The Ottawa Hospital Research Institute, University of Ottawa, 501 Smyth Road, Ottawa, ON K1H 8L6, Canada.
Flinders Medical Centre and Flinders University, Flinders Drive, Bedford Park, Adelaide, SA 5042, Australia.
Br J Cancer. 2014 Feb 4;110(3):648-55. doi: 10.1038/bjc.2013.753. Epub 2013 Dec 12.
Anti-EGFR antibody, cetuximab, improves overall survival (OS) in K-ras wild-type chemotherapy-refractory colorectal cancer. Epidermal growth factor receptor ligand epiregulin (EREG) gene expression may further predict cetuximab benefit.
Tumour samples from a phase III clinical trial of cetuximab plus best supportive care (BSC) vs BSC alone (CO.17) were analysed for EREG mRNA gene expression. Predictive effects of high vs low EREG on OS and progression-free survival (PFS) were examined for treatment-biomarker interaction.
Both EREG and K-ras status were ascertained in 385 (193 cetuximab, 192 BSC) tumour samples. Within the high EREG and K-ras wild-type status ('co-biomarker')-positive group (n=139, 36%), median PFS was 5.4 vs 1.9 months (hazard ratio (HR) 0.31; P<0.0001), and median OS was 9.8 vs 5.1 months (HR 0.43; P<0.001) for cetuximab vs BSC, respectively. In the rest (n=246, 64%), PFS (HR 0.82; P=0.12) and OS (HR 0.90; P=0.45) were not significantly different. Test for treatment interaction showed a larger cetuximab effect on OS (HR 0.52; P=0.007) and PFS (HR 0.49; P=0.001) in the co-biomarker-positive group.

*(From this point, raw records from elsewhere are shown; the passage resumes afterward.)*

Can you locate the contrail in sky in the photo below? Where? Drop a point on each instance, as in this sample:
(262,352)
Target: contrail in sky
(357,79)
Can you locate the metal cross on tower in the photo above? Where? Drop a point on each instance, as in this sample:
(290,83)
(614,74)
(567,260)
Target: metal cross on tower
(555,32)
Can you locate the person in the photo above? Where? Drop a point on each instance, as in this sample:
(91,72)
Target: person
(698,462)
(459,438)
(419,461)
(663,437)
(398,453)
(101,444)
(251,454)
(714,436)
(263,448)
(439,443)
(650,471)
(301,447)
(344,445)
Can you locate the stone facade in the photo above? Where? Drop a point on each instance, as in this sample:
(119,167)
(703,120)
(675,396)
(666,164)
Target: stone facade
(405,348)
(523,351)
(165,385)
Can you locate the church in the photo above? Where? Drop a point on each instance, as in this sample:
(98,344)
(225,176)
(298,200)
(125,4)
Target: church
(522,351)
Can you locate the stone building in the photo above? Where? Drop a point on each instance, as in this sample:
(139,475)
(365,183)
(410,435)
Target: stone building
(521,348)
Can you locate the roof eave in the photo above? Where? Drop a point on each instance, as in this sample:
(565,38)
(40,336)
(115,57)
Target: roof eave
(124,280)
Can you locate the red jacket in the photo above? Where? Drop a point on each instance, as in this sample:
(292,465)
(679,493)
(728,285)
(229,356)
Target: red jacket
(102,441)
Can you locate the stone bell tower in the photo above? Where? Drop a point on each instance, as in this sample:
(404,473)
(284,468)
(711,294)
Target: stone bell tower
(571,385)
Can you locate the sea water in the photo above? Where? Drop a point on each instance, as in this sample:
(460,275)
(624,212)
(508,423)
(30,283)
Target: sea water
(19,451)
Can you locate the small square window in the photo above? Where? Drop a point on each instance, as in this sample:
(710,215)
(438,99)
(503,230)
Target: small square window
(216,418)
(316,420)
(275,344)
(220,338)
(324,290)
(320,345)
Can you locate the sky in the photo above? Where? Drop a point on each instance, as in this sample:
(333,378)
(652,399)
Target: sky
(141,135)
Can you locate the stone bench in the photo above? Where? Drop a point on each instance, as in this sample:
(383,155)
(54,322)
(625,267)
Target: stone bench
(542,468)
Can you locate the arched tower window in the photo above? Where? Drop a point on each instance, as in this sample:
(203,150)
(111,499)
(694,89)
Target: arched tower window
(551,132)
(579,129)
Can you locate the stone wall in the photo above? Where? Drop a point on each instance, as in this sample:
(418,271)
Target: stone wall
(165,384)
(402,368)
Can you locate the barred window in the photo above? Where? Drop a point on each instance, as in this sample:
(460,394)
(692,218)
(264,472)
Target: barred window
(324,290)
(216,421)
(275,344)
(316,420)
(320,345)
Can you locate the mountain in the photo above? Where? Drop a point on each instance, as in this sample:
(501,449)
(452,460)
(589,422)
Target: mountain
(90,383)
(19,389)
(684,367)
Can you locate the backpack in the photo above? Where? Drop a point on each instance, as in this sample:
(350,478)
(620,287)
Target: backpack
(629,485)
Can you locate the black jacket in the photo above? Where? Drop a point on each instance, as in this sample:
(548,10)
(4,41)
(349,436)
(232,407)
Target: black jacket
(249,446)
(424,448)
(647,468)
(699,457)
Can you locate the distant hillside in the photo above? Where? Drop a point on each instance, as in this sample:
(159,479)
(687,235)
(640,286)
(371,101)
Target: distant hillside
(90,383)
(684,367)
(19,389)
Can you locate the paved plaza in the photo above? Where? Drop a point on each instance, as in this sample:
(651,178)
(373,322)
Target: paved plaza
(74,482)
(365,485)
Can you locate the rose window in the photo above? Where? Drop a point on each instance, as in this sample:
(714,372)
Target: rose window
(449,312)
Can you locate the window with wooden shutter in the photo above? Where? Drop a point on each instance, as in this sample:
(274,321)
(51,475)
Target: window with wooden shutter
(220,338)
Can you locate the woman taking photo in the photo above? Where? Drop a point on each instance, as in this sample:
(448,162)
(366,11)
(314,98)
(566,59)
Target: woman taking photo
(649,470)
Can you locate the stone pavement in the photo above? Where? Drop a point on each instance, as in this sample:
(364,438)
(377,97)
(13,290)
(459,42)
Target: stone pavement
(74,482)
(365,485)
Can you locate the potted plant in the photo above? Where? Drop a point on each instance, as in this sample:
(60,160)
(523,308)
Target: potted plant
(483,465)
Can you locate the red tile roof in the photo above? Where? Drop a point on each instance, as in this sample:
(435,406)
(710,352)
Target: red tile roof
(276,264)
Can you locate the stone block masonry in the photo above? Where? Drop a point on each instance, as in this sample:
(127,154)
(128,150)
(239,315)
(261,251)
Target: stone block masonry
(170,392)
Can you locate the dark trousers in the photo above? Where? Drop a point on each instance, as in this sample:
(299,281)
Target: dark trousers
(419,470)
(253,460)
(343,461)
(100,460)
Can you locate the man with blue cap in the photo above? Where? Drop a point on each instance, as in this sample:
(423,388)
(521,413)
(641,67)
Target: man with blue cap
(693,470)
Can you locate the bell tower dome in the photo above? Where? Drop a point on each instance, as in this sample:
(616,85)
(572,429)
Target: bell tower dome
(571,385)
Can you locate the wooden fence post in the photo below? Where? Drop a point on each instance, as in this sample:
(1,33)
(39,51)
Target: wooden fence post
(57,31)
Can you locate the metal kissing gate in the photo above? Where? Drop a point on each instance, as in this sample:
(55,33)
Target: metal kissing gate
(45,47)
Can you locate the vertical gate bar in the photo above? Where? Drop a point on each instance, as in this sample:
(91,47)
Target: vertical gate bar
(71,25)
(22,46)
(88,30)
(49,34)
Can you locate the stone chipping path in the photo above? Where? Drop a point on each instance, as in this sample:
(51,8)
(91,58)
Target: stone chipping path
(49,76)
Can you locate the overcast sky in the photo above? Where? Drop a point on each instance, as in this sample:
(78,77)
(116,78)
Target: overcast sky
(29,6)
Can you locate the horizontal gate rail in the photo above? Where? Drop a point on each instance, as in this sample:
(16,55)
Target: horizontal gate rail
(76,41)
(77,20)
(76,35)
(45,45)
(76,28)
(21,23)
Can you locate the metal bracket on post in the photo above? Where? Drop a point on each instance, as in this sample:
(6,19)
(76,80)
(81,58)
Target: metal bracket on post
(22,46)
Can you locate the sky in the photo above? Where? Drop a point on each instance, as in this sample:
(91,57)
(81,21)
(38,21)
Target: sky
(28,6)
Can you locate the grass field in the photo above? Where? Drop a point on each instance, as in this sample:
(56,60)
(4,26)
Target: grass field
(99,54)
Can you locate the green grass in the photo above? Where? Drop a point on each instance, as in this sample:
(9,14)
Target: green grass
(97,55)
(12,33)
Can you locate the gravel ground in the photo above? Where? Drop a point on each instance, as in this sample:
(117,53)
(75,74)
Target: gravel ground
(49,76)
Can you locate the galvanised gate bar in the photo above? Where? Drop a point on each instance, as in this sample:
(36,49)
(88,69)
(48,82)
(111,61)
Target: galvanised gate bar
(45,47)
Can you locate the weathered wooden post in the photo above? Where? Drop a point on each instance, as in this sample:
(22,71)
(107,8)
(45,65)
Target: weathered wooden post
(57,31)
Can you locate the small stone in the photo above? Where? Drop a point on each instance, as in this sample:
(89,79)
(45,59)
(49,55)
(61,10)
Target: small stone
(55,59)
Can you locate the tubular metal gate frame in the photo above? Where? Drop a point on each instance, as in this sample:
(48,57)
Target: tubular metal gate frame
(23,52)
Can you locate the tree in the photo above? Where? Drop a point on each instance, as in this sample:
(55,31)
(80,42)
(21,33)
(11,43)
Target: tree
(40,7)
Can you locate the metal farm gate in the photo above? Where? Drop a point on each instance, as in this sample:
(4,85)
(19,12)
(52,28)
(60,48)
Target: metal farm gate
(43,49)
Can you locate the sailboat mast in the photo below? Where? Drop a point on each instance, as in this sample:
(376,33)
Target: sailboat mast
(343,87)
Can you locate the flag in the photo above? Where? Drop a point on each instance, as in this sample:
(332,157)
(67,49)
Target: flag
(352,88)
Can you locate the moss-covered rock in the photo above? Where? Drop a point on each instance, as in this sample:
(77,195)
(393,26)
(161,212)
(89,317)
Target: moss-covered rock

In pre-treated K-ras wild-type status colorectal cancer, patients with high EREG gene expression appear to benefit more from cetuximab therapy compared with low expression. Epiregulin as a selective biomarker requires further evaluation.

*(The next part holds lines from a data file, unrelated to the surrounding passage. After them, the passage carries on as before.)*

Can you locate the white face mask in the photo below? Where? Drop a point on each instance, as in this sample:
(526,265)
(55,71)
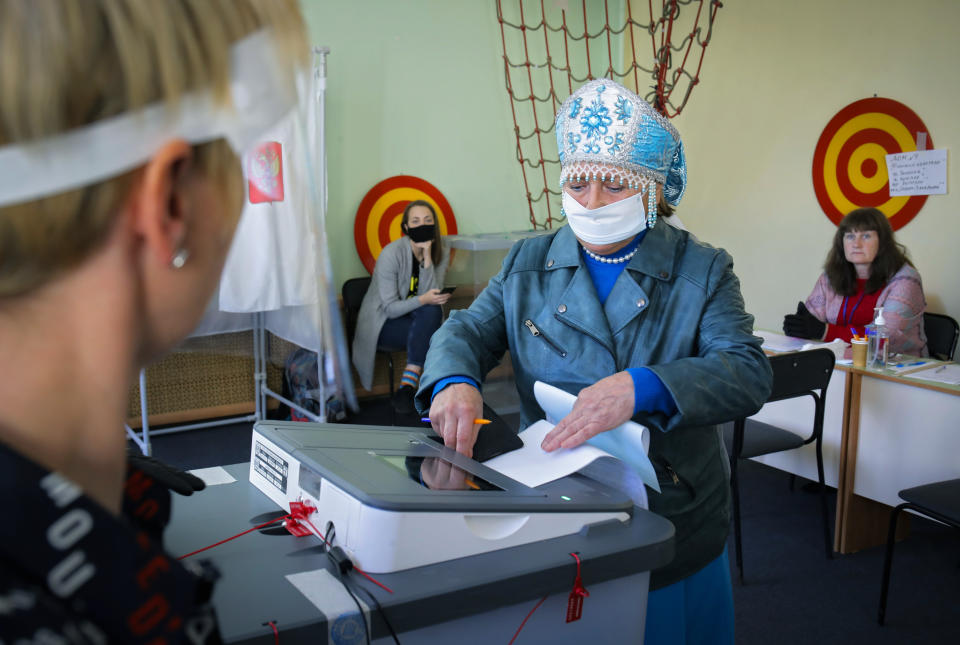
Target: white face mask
(608,224)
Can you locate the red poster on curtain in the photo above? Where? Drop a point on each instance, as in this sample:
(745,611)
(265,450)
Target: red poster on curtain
(265,173)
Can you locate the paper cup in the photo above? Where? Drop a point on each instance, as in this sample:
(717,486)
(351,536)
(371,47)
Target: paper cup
(859,352)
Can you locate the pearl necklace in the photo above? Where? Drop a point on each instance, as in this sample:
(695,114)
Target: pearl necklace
(606,260)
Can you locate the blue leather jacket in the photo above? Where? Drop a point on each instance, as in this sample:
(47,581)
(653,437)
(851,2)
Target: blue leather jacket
(676,309)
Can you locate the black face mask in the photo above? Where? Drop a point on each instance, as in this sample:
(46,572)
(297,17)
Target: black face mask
(423,233)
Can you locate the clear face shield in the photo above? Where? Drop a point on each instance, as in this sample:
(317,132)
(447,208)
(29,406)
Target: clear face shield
(277,132)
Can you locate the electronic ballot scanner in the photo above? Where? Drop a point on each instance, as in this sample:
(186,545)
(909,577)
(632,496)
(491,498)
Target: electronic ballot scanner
(395,499)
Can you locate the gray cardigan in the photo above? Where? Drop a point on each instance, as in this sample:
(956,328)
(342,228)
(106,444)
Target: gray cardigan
(387,298)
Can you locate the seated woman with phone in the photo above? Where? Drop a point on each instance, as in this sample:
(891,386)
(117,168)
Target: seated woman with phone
(402,305)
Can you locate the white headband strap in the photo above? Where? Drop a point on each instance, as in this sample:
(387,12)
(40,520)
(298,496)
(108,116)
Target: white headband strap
(107,148)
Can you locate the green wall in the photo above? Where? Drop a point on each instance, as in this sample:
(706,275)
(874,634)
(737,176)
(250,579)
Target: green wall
(416,88)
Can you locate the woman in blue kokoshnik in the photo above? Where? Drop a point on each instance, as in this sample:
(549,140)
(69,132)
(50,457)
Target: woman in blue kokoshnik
(637,318)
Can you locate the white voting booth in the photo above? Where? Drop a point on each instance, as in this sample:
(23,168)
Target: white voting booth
(275,268)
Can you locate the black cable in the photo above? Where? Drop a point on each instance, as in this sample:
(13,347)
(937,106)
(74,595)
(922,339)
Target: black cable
(338,565)
(376,602)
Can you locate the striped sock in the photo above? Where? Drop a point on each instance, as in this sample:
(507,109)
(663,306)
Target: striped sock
(410,378)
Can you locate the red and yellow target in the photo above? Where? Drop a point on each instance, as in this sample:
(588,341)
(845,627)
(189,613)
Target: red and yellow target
(381,212)
(849,163)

抗表皮生长因子受体抗体西妥昔单抗可提高 K-ras 野生型化疗耐药结直肠癌的总生存期(OS)。表皮生长因子受体配体表皮调节素(EREG)基因表达可能进一步预测西妥昔单抗的获益。
对西妥昔单抗联合最佳支持治疗(BSC)与 BSC 单药治疗(CO.17)的 III 期临床试验的肿瘤样本进行分析,以检测 EREG mRNA 基因表达。为了检测治疗生物标志物的相互作用,评估了高表达与低表达对 OS 和无进展生存期(PFS)的预测效果。
在 385 例(西妥昔单抗 193 例,BSC 192 例)肿瘤样本中均确定了 EREG 和 K-ras 状态。在高 EREG 和 K-ras 野生型状态(“共生物标志物”阳性)组(n=139,36%)中,中位 PFS 为 5.4 与 1.9 个月(风险比(HR)0.31;P<0.0001),中位 OS 为 9.8 与 5.1 个月(HR 0.43;P<0.001),西妥昔单抗与 BSC 相比分别为。在其余患者(n=246,64%)中,PFS(HR 0.82;P=0.12)和 OS(HR 0.90;P=0.45)无显著差异。治疗相互作用检验显示,在共生物标志物阳性组中,西妥昔单抗对 OS(HR 0.52;P=0.007)和 PFS(HR 0.49;P=0.001)的效果更大。
在预处理的 K-ras 野生型结直肠癌中,高 EREG 基因表达的患者似乎比低表达的患者从西妥昔单抗治疗中获益更多。表皮调节素作为一种选择性生物标志物需要进一步评估。